Üniversitede sık sık dışarıdan şehre okumaya gelen öğrencilerle sohbetlerimiz oluyor. Abartıya kaçmadan söylemek isteriz ki öğrencilerin şehre dair şikâyetleri arasında başı dolmuşçular çekiyor. Kendilerinin öğrenci tarifesi dışında bırakılması abesliği bir tarafa dolmuşçuların trafik kurallarına uymamaları özellikle de yayaya yol vermemeleri şikâyetlerinin asıl gerekçesi. Yalnız onlar değil, bu şehirde yaşayan kim olursa olsun yaya geçidinden geçse dahi, dolmuş tarafından ezilme riskiyle karşı karşıya. Yolun yalnızca kendilerine ait olduğu düşüncesine sahip dolmuş şoförlerinde yayalara yönelik öyle bir algı oluşmuş durumda ki yoldan karşıya geçtiğinizi gören şoför yavaşlamak yerine aksine üstünüze doğru sürüyor ve can güvenliğinizi tehlikeye düşürüyor. Üstelik bu yıl İçişleri Bakanlığı tarafından başlatılan Trafikte Yaya Önceliği Seferberliği kapsamında yapılan uyarılara karşın ne yazık ki dolmuşçuların yaya öncesizliği zihniyeti devam ediyor.

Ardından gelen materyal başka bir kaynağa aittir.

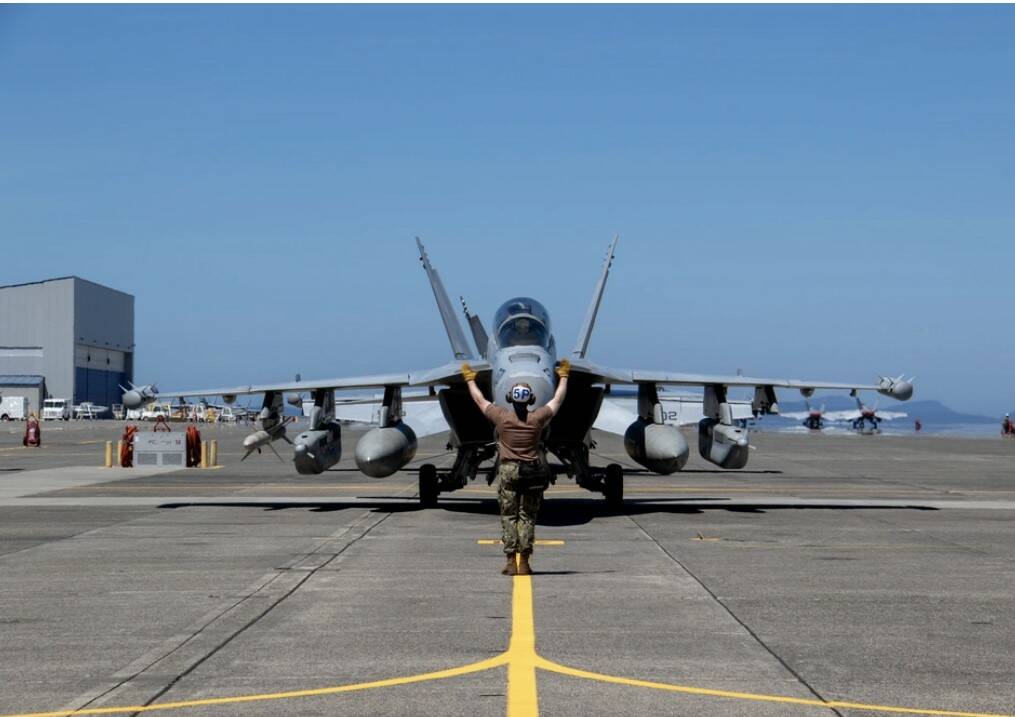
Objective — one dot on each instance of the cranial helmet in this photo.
(522, 394)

Yine trafik içerisinde dolmuşçuların diğer araçların yol hakkını gasp etmeleri ve yolcu kapmak uğruna tehlikeli sollamalar yapmaları bu şehirde her gün karşılaştığımız vakıadır. Bir de dolmuş şoförlerinin sürekli kornaya basmak gibi anlamsız alışkanlığı var ki gürültü kirliliğinin baş nedenidir. Evi yahut çalışma yeri dolmuş güzergâhlarında olanlar bunun sağlık üzerindeki olumsuz etkisini en iyi bilenlerdir. Dolmuşçuların yolculara, yayalara ve diğer sürücülere olumsuz tavırları karşı taraf yanında kendi psikolojilerini de kötü yönde etkilemektedir. Bu da hemen her gün gördüğümüz trafikteki karmaşanın ve kavgaların ayrı bir nedenidir.

Yolculara olması gerektiği gibi nazik davranan, trafik kurallarına riayet eden ve yaya geçidine geldiğinde önceliği yayalara veren dolmuşçular da var elbette. Ama bunların sayısı çok az olduğundan aynı şoföre bir daha rastlamak zor ihtimâl.

Kısaca söylemek isteriz ki yalnız dolmuşların yenilenmesi yeterli değil, dolmuş şoförlerinin zihniyetinin de artık değişmesi gerekir. Yolcuya kaliteli hizmet veren, saygılı ve kibar davranan, trafik kurallarına uyan, kornaya olabildiğince az basan ve yayalara öncelik hakkı tanıyan dolmuşçuların sayısının artması hem bizlere ve kendilerine olumlu yansıyacak hem de şehrin yaşanabilirlik derecesini yükseltecektir. Başkan Usta’dan temsil ettiği esnaf odasına dair bu yönde açıklamaların gelmesi beklenilmektedir.